European kings are in shock. Comrade T. calls and demands an island. And what about partnership? We’re here for your democracy with all the aristocratic names. And you… It looks like Berlin will spit on everything and want to reinsert the Russian pipe into itself. They don’t want Trump like that.

To the pipe! Hello!

This release was prepared with the direct participation of analysts from trading platforms eOil.ru and IDK.ru. Here is an assessment of the situation on the global and Russian markets.

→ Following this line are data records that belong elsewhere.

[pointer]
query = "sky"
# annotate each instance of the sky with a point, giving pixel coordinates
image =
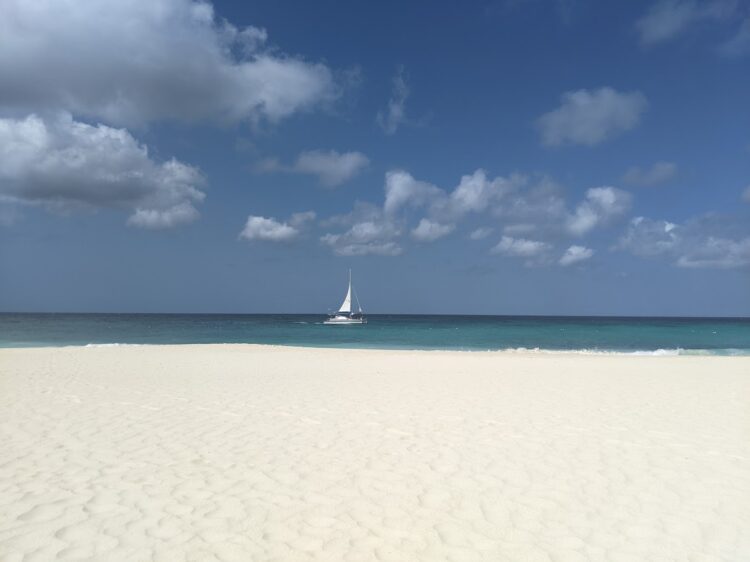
(573, 157)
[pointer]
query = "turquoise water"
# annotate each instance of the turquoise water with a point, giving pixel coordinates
(593, 334)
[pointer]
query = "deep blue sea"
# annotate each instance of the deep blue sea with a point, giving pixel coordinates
(585, 334)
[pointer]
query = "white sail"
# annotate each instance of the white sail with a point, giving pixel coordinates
(346, 306)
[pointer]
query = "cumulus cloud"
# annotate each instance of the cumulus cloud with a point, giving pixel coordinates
(601, 205)
(668, 19)
(481, 233)
(706, 242)
(660, 172)
(590, 117)
(646, 237)
(66, 165)
(401, 189)
(575, 254)
(130, 62)
(299, 220)
(520, 247)
(268, 230)
(332, 168)
(429, 231)
(395, 114)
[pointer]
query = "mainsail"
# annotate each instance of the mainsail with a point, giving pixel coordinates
(346, 306)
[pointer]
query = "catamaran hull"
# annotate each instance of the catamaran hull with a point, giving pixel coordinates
(345, 321)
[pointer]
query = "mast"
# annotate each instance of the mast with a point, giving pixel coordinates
(346, 306)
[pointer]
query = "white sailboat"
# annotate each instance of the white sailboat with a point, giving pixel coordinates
(345, 315)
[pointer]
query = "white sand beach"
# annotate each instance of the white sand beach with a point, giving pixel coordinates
(253, 453)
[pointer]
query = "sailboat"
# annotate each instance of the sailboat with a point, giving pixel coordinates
(345, 315)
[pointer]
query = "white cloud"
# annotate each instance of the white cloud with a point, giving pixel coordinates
(667, 19)
(429, 231)
(401, 189)
(739, 44)
(591, 117)
(332, 168)
(481, 233)
(660, 172)
(67, 165)
(575, 254)
(520, 247)
(475, 192)
(390, 119)
(707, 242)
(299, 220)
(268, 230)
(601, 205)
(181, 213)
(131, 62)
(646, 237)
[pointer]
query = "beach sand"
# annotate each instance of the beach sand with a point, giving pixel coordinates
(253, 453)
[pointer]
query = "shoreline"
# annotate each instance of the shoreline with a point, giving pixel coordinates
(515, 352)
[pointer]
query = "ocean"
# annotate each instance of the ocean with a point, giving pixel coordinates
(712, 336)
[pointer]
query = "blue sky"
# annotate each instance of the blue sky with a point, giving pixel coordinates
(511, 157)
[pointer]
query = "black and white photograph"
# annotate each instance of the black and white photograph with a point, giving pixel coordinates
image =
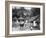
(26, 18)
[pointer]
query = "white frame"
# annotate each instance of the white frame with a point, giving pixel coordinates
(23, 32)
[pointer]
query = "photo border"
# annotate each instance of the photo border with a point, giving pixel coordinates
(7, 3)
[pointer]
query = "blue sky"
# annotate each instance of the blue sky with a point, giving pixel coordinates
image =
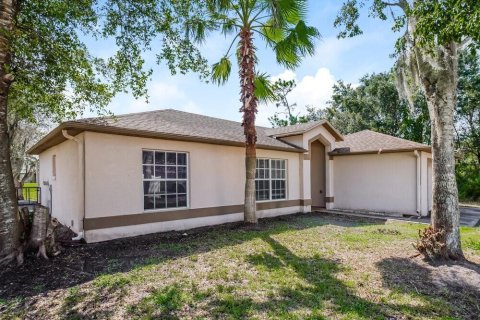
(335, 59)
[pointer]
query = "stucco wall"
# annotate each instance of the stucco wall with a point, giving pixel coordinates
(66, 199)
(384, 183)
(216, 173)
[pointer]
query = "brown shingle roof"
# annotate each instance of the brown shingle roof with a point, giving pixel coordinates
(368, 141)
(302, 128)
(168, 124)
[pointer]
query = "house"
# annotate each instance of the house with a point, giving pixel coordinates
(166, 170)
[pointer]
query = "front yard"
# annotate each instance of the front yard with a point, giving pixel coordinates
(308, 266)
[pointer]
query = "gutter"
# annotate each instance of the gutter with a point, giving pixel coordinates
(81, 167)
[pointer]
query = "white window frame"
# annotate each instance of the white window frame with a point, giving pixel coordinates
(270, 179)
(187, 190)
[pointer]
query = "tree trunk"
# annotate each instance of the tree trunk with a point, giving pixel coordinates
(439, 77)
(249, 109)
(10, 247)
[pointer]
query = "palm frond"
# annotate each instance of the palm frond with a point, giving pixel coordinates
(286, 12)
(264, 88)
(298, 43)
(221, 71)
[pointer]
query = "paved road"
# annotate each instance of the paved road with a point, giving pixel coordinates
(470, 216)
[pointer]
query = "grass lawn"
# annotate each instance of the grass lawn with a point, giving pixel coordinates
(308, 266)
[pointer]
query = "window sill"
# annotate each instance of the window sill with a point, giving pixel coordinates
(276, 200)
(165, 210)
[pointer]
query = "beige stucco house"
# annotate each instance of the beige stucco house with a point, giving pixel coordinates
(167, 170)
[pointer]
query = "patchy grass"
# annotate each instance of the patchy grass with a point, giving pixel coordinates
(298, 267)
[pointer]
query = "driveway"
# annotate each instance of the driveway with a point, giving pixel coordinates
(469, 216)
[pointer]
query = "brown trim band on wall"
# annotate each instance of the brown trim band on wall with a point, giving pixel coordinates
(329, 199)
(164, 216)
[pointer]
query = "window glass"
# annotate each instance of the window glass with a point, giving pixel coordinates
(165, 178)
(270, 179)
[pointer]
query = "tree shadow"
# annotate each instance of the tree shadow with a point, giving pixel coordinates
(455, 282)
(317, 289)
(77, 265)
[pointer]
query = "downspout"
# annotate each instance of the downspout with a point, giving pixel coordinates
(81, 166)
(418, 184)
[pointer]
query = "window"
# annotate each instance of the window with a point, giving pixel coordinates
(54, 166)
(271, 179)
(165, 177)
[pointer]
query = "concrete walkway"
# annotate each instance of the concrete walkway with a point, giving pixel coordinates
(469, 216)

So, Russia passed the 24th year quite well, one could even say decently. Oil supplies to the foreign market did not fall, and even slightly increased. Production has fallen, but it is all within the framework of the OPEC agreement. So life is not as bad as the paid economist grandfathers tell us. Yeah, the hired guns will have no money now either, there will be nothing to lurch online for. Trump took the money away. He said: “Enough!”. Good for him.

Trump’s imposition of duties has taken place. Give me the credit, Donald. We’ll give you a high grade. You’re shoving the U.S. toward inflation and ruin. Good for you. You bring the Turkish scenario to the U.S. And then… At first, resource prices will fall, but not for long. Then, because they have to choose between stimulus and inflation, they’ll choose stimulus, they’ll go up. And the one who has oil, gas, metals and heavy industry will win. So the world will become normal for a while. If the American president tries hard, this scenario will start to materialize by the end of the 25th year.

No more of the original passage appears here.